Hospice of Frederick County, along with the Phoenix Foundation of Maryland, hosted an End the Stigma, End the Silence event in downtown Frederick on Saturday to shine a light on International Overdose Awareness Day.
The event, held at New Spire Stages, included a multitude of resources from local organizations and nonprofits as well as speeches from people in the community who represented “various points of the conversation” regarding addiction, prevention and recovery, according to Kaili van Waveren, bereavement coordinator for Hospice of Frederick County.
“This is a global event that aims to reduce the stigma and silence surrounding overdose death,” she said.
Some of the speeches were from Charlie Smith, Frederick County State’s Attorney, and Sarah Drennan, a representative from the Frederick County Health Department.
Drennan spoke about the different programs available through the health department as well as harm reduction practices. Smith who spoke of what’s happening in the community regarding opioid addiction and prevention and the impact it has.
“Simply put, overdose is preventable,” van Waveren said. “One of the reasons why this event is so important is because often when we talk about preventing overdose, we’re talking about it from an abstinence-based perspective. That’s not necessarily the most effective way to be viewing this.”
Hospice of Frederick County offers grief support, one-on-one counseling and support groups for free.
It also just relaunched it’s overdose support program, through a state grant, where it will be running new support groups starting in September, she said. Through the relaunch, the non-profit is also looking to work with different organizations in the county to provide further support for people in the community.
Clifford Croker, a Rockville resident who struggles with addiction, came to the event to learn about prevention and recovery.
“I needed to figure out something to do to get out of my head and get into some recovery,” Croker said.
By attending the event, he learned about available options for intensive outpatient therapy as well as grief support.
“What I’m really interested in is telling my story and journaling through grief,” he said, explaining he would like to write letters to his daughter who moved away. “I’m trying to focus on how to write for one kid in the letter, not pertaining to anyone else’s, just from dad to that kid.
“It’s cool,” he added. “I learned something.”
He believes everyone in the community should know about the available resources because too many people die from overdose.

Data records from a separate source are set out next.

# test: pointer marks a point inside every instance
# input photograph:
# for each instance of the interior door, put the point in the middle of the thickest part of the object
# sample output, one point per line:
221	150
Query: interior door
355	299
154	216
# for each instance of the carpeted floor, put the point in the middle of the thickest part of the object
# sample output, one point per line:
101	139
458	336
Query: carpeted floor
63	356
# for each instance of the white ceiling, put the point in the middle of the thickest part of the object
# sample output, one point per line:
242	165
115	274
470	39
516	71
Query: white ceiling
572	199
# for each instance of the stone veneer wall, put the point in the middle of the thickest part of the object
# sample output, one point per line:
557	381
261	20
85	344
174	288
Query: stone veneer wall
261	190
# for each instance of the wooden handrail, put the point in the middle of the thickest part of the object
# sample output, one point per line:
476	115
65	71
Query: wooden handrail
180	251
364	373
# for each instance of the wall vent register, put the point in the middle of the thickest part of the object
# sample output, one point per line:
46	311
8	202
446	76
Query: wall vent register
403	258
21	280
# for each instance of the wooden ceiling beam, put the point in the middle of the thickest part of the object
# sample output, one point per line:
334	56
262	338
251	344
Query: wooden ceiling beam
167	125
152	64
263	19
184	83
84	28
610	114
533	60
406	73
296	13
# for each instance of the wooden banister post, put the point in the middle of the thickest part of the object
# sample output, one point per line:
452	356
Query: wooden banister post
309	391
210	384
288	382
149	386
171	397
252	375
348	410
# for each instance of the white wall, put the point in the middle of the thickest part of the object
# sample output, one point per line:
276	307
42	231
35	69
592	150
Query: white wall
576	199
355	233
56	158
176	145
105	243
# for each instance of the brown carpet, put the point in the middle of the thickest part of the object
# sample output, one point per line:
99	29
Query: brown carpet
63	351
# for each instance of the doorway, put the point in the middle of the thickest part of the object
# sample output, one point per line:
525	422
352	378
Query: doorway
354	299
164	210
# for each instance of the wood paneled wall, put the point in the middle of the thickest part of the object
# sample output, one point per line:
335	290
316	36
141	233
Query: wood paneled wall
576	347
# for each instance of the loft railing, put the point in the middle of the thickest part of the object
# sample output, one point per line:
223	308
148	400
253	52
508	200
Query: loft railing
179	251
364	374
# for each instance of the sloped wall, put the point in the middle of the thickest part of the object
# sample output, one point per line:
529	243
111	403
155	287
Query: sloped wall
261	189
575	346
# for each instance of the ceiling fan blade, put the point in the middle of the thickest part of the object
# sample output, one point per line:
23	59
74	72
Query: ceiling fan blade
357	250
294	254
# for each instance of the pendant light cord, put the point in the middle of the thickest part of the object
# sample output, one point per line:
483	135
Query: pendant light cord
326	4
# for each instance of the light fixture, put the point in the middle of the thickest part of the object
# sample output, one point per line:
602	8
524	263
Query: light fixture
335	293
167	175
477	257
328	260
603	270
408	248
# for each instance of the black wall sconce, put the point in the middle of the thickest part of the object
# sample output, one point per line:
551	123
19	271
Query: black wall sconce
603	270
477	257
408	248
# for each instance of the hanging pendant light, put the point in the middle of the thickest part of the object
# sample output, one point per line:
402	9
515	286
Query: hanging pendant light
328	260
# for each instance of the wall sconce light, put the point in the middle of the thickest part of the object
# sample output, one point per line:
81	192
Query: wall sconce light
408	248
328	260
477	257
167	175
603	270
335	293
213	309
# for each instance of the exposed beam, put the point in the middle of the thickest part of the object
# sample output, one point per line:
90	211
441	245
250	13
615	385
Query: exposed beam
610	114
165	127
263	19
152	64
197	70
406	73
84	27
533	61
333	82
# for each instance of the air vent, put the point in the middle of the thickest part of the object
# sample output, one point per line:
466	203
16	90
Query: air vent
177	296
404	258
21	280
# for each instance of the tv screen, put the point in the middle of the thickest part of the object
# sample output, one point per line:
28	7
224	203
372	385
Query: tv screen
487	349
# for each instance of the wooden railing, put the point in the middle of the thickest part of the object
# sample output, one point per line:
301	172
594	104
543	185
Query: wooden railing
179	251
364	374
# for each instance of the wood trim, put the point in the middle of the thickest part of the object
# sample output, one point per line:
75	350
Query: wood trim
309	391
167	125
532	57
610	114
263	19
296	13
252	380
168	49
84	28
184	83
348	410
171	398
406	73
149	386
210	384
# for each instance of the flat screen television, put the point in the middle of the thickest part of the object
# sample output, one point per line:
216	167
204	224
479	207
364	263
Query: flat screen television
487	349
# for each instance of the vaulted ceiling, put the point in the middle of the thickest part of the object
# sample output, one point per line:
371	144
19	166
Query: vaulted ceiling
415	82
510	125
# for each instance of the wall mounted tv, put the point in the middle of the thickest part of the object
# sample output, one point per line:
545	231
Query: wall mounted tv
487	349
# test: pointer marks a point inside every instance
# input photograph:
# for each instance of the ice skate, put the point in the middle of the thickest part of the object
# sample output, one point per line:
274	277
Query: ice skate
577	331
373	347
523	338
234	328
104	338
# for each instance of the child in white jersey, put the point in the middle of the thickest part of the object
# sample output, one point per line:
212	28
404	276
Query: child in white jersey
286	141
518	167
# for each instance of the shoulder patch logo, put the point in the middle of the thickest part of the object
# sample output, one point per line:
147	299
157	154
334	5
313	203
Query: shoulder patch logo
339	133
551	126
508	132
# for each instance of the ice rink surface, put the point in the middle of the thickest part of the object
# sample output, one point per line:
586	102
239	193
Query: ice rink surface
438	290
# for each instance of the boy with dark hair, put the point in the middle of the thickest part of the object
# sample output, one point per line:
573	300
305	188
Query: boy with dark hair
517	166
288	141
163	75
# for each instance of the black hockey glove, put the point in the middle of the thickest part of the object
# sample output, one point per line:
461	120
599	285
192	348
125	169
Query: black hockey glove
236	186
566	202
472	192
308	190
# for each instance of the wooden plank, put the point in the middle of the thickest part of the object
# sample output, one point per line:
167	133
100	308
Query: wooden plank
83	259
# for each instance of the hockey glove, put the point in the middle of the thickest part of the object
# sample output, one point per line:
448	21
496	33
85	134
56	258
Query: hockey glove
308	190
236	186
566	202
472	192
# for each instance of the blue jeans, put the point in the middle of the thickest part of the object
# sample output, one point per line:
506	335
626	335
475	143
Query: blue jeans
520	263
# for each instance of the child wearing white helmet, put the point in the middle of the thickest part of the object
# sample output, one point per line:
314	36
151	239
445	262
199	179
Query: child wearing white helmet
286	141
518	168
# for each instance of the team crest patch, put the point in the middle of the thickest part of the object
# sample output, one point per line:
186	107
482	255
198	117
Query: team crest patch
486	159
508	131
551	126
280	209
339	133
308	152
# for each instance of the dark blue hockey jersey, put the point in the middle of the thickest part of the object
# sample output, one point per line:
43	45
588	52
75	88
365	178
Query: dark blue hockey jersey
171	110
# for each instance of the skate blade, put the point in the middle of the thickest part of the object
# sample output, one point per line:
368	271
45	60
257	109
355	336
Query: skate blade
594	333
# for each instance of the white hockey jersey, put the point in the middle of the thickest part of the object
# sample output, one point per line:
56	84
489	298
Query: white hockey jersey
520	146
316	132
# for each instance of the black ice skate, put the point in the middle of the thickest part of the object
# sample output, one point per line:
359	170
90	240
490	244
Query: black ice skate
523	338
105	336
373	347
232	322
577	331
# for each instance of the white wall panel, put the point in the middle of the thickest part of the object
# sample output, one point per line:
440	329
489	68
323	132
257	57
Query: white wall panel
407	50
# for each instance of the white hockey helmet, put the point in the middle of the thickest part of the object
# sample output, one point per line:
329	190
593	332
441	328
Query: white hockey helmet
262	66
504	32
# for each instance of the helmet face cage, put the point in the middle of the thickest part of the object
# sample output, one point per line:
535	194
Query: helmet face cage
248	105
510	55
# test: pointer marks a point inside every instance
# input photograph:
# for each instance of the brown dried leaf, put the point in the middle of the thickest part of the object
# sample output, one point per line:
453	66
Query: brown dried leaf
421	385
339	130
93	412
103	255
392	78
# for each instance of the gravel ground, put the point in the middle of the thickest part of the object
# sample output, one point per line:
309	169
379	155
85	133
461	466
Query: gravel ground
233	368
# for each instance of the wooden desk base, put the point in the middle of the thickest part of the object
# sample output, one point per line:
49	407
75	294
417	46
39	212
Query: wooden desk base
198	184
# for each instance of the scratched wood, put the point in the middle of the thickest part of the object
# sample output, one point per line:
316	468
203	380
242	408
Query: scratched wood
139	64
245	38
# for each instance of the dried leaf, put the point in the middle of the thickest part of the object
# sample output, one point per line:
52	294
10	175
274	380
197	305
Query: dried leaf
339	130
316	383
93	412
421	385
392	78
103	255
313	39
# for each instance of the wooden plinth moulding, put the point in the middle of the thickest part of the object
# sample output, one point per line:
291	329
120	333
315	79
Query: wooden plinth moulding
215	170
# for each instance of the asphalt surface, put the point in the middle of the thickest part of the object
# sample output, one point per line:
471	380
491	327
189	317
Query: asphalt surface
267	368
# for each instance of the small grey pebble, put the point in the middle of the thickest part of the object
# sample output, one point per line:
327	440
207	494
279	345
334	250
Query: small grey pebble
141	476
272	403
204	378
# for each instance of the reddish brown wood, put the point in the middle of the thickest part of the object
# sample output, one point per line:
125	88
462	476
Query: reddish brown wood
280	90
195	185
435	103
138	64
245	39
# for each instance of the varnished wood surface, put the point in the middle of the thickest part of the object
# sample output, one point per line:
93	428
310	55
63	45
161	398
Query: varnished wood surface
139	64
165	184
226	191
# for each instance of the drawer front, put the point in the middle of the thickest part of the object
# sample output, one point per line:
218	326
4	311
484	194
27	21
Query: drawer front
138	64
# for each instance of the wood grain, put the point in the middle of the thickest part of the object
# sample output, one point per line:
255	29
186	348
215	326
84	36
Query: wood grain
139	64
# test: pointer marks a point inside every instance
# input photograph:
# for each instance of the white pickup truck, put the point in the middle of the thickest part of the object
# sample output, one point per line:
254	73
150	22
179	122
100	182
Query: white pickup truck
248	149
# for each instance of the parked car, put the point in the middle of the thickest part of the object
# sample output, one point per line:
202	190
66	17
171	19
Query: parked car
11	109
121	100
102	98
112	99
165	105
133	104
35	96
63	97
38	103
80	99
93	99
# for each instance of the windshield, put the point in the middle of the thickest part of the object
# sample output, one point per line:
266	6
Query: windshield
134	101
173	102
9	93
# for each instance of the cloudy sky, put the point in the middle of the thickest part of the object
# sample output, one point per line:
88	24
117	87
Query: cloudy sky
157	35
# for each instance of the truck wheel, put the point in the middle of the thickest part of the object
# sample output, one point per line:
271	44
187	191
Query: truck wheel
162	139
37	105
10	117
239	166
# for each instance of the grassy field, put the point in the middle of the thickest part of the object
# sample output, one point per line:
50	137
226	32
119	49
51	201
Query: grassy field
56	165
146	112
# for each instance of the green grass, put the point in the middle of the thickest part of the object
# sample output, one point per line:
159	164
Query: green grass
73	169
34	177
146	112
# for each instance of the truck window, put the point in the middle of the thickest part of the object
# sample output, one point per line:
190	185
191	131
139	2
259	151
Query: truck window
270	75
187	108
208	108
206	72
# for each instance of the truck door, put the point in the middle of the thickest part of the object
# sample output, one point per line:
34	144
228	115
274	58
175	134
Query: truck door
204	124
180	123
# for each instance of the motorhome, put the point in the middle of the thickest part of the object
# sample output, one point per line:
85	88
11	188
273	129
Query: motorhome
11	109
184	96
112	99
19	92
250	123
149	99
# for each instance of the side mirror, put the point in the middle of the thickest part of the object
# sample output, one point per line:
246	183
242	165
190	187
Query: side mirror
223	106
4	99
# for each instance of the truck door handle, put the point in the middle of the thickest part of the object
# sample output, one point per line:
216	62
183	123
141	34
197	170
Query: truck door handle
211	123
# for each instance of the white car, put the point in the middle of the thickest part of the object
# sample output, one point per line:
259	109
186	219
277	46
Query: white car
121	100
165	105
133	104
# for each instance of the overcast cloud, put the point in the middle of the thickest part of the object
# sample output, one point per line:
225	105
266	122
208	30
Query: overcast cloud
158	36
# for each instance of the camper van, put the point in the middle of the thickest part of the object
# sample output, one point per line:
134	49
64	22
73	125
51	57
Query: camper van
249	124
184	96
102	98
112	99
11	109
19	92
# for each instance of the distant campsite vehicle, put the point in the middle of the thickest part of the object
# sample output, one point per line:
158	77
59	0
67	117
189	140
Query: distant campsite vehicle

“There’s a completely better way of life available that everyone is capable of,” he said. “I don’t think there’s any way to do it except for you to just learn how you do it personally for yourself.”
He also hates the saying that prevention and recovery is the best kept secret.
“This stuff is infectious and it needs to get out there,” he said. “People need to start getting involved with this before they have to, to save their lives.”